Natural fibers, regenerated cellulosic fibers, and synthetic fibers are chosen based on the ultimate application, cost, and durability of the textiles. They are also chosen based on their comfort and aesthetic features. In order to obtain a variety of structural and functional qualities as well as lower costs, bed linen is also manufactured from blends of other complementary natural and synthetic fibers. Fabrics made of linen exhibit good aesthetic and drape qualities (Hu, Wang, and Sun 2021; Vasile et al. 2019).

Cotton variety and thread count alone show a good quality bed sheet, but there are different factors that affect a sheet’s quality and feel. The majority of bed linens are either colored or printed, so the method needs to be chemical-free and skin-friendly. The fabric’s weave and composition also determine its breathability, or whether it will stay cool against our skin or warm up (Beyene and Kumelachew 2022; Khan et al. 2020; Roberts 2018).

The hand of textiles is a crucial element influencing the purchase of textiles by individuals. Knowing the hand features of produced textiles and being able to analyze or predict them on the basis of textile components could provide producers and hand analysis experts with a tool that would allow individuals to be assured of final products with the best hand features, which may also refer to the judgment of ergonomic or sensorial or thermal wear comfort (Ahirwar and Behera 2022; Zhang, Kan, and Zhou 2022).

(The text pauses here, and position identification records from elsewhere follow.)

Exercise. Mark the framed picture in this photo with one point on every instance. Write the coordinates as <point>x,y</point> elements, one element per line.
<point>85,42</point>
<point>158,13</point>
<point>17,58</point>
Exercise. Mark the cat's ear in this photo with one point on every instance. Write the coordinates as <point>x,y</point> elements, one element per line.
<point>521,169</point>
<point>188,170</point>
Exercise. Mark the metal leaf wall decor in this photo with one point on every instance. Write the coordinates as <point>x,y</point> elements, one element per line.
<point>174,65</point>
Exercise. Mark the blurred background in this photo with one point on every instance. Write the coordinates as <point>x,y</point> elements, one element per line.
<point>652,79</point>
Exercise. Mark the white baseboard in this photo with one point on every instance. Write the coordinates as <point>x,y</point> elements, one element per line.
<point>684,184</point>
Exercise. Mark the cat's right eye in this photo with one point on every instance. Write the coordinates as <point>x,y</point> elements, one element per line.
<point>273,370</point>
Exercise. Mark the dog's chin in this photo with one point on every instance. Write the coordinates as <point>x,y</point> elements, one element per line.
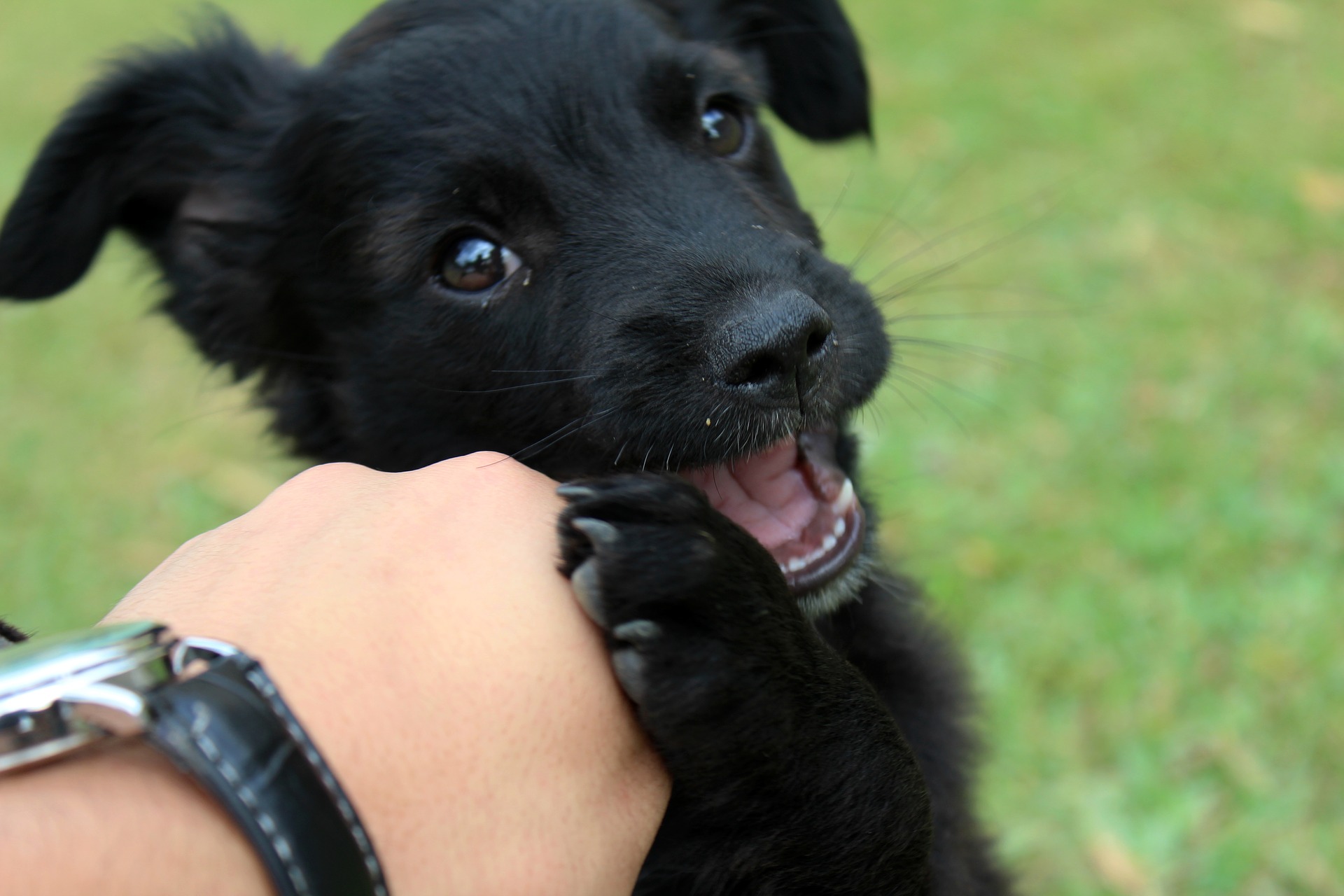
<point>797,501</point>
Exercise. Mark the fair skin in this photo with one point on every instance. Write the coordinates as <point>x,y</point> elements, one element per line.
<point>419,628</point>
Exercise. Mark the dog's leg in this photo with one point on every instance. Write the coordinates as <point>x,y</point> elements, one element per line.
<point>790,776</point>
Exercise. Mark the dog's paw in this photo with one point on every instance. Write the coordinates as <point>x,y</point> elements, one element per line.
<point>701,624</point>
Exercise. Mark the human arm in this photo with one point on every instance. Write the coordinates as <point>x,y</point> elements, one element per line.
<point>419,628</point>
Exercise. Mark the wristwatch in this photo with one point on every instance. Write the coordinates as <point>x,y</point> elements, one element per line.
<point>218,718</point>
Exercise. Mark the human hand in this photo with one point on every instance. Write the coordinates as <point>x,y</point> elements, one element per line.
<point>419,628</point>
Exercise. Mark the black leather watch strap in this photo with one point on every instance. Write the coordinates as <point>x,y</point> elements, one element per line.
<point>229,729</point>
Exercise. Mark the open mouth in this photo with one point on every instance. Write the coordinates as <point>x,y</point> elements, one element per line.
<point>797,501</point>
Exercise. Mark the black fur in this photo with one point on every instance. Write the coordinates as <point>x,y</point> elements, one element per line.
<point>673,309</point>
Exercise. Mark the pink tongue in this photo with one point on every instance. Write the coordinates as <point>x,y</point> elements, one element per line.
<point>766,495</point>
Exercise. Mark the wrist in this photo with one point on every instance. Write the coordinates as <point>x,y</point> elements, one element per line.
<point>121,821</point>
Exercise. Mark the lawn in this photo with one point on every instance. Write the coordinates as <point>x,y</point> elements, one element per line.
<point>1110,242</point>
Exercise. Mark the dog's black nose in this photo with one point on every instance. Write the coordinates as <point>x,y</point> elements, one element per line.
<point>774,344</point>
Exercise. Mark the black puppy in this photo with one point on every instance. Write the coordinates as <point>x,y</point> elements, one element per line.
<point>558,230</point>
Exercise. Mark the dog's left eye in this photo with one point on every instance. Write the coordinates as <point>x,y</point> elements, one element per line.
<point>724,128</point>
<point>475,264</point>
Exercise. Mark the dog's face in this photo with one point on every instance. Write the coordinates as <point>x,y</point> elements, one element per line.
<point>555,230</point>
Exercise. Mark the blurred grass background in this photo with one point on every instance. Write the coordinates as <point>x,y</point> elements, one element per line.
<point>1116,453</point>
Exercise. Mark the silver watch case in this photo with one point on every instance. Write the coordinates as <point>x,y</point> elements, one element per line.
<point>65,692</point>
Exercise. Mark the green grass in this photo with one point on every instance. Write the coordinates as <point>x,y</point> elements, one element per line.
<point>1133,517</point>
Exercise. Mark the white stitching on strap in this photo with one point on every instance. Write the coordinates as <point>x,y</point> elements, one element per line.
<point>366,848</point>
<point>207,747</point>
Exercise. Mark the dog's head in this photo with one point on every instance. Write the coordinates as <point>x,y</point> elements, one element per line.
<point>555,230</point>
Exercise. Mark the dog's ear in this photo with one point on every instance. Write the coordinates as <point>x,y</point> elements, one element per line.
<point>818,81</point>
<point>160,128</point>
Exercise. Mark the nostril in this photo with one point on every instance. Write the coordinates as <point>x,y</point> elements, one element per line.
<point>772,343</point>
<point>757,370</point>
<point>818,340</point>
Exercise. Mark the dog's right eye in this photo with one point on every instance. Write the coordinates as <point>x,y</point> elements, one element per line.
<point>723,128</point>
<point>475,264</point>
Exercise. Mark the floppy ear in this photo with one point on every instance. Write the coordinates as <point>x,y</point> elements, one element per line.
<point>158,128</point>
<point>818,81</point>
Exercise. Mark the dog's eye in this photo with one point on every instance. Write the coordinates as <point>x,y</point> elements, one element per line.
<point>724,130</point>
<point>475,264</point>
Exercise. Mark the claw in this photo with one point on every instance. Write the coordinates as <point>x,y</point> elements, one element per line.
<point>638,630</point>
<point>631,671</point>
<point>600,532</point>
<point>588,589</point>
<point>575,492</point>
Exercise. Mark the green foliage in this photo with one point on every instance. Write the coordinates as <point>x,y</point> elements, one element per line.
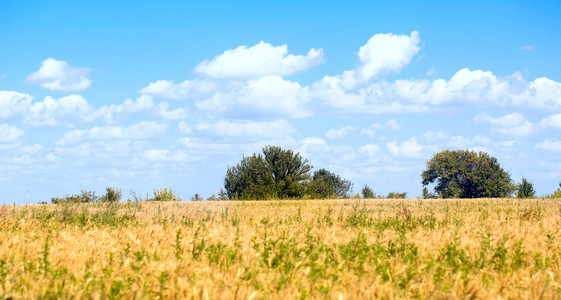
<point>197,197</point>
<point>556,194</point>
<point>165,194</point>
<point>426,194</point>
<point>222,195</point>
<point>325,184</point>
<point>367,192</point>
<point>396,195</point>
<point>112,195</point>
<point>525,189</point>
<point>84,197</point>
<point>275,174</point>
<point>466,174</point>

Both subjective evaluation and objective measurements can be used to determine the fabric hand value. The traditional way of conveying clothes that relies on human experience, expertise, and varying sensitivity is known as subjective assessment (Sudhakar and Renjini 2022; Tadesse et al. 2019). The scientific method of determining the hand of a fabric by examining the connections between a person’s sensory responses and instrumental data. With the emergence of novel synthetic fiber types, different technological advancements, and new textile products, the significance of the objective evaluation of fabric hand is increasing. The handling value of the fabrics determines whether new textile goods succeed or fail. The panel of judges and the level of agreement among the judges’ rankings are crucial factors in the subjective evaluation of fabrics. Slide the fabric between fingers and thumb to evaluate the handle attributes, which include the fabric’s bulk, crispiness, smoothness, hardness, and softness (Abreu et al. 2014).

The Kawabata hand evaluation system for fabrics (KES-F) was developed in Japan by the Hand Evaluation and Standardization Committee (HESC, established in 1972) organized by Professor Kawabata (Phoophat et al. 2020; Utkun 2021). KES-H created an objective hand evaluation for fabrics used in men’s suits. This system measures the low-stress mechanical properties of fabrics, including tensile, shear, bending, and compression, and calculates the fabric’s total hand value. For the first time, the cloth hand was quantitatively measured in a single digit. Utilizing a collection of tools that gauge the fabric’s low-stress mechanical qualities, they converted the subjective assessment into an objective evaluation. Following its successful use in men’s suits, this technique was expanded to include other fabrics such as shirting, materials for ladies’ dresses, nonwoven fabrics, and some specialty fabrics like futon cloth terry fabrics, disposable diapers, top sheets, and blankets, among others (Matsudaira and Kubo 1996). Therefore, Kawabata and Niwa created a number of hand formulae for various textiles.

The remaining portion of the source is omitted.